Comments from Hoverfish[edit]

I am not sure how this is supposed to work, but probably the same just happened in Aguas Corrientes. There are two active links linking to DOC format and the bot added the archived version in the ref template with a deadurl= no parameter. It doesn't bother this article (though it may overload longer ones) but it is adding tons of needless KBs doing this in all similar links. Hoverfish Talk 20:54, 23 March 2012 (UTC)

Does my answer to Jim's comments above satisfy you? Tim1357 talk 23:21, 27 March 2012 (UTC)

Thank you Tim, the tech part goes a bit over my head. But yes I am aware that the original links remain intact. In practical terms: I follow only some main Geography of Uruguay articles where such links to doc files in this domain are in use and so far I only got the one notice I mentioned. If I notice a large number of such double links in articles where they add too much code in articles, I will be back. Cheers. Hoverfish Talk 16:21, 28 March 2012 (UTC)

Suggestion regarding date format for the archivedate parameter[edit]

Currently the bot seems to store the archivedate parameter in the dmy format, regardless of the date preferred in the article. This does not follow the WP:MOSDATE guidelines. Maybe the bot could be amended, so it scans for either {{use dmy dates}} or {{use mdy dates}} to determine the correct date format to be used and stored. If neither template is found, then the bot could store the parameter in the 20yy-mm-dd format, which, according to the same guidelines, is acceptable in both cases. HandsomeFella (talk) 18:43, 10 June 2012 (UTC)
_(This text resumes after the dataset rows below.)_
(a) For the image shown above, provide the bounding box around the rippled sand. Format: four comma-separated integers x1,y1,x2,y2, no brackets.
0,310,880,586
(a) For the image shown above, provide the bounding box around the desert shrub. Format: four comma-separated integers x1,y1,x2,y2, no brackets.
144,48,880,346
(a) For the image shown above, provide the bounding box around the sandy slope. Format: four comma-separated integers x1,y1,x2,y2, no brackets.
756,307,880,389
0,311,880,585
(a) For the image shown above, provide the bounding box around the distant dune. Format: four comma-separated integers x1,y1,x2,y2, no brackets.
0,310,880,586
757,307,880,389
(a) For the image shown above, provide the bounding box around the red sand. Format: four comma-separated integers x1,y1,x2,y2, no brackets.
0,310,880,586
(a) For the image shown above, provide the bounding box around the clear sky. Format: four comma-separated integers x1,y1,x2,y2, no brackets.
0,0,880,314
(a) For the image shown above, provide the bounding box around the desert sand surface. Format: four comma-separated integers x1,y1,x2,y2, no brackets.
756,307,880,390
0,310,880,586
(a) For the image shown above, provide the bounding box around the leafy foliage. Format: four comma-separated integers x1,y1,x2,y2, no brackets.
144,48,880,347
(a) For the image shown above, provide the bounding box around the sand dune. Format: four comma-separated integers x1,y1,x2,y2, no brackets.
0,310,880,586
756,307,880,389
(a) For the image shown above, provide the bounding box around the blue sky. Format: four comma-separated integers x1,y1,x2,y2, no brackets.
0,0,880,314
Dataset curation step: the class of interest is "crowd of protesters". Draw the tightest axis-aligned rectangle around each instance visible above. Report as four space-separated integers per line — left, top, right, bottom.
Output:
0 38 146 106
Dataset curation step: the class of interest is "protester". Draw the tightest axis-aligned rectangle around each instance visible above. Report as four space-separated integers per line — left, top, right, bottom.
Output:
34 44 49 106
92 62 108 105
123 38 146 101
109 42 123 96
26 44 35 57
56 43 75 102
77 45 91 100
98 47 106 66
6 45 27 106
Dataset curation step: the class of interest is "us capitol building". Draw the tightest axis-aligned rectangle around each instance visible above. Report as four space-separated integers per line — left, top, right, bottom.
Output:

When it does insert the dates in mdy format (e.g. this edit), could the bot include the comma between the day and year per WP:DATEFORMAT? Thanks! GoingBatty (talk) 16:29, 2 October 2012 (UTC)

Stopped[edit]

I've stopped the bot, as the West Midland Bird Club link in this edit (since reverted) was - and is - working, with no bogus response to bots (I'm the webmaster of that site). Andy Mabbett (Pigsonthewing); Talk to Andy; Andy's edits 16:27, 15 November 2012 (UTC)

Pigsonthewing, note the parameter "deadurl= no". DASHBot never claimed your website was offline. – sgeureka tc 15:01, 16 November 2012 (UTC)

Internet Archive and HTTPS[edit]

When adding a Wayback Machine link to archiveurl=, could you please use https://, since the Internet Archive has recently turned on HTTPS support and encourages people to use it. Thanks. --bender235 (talk) 21:15, 10 November 2013 (UTC)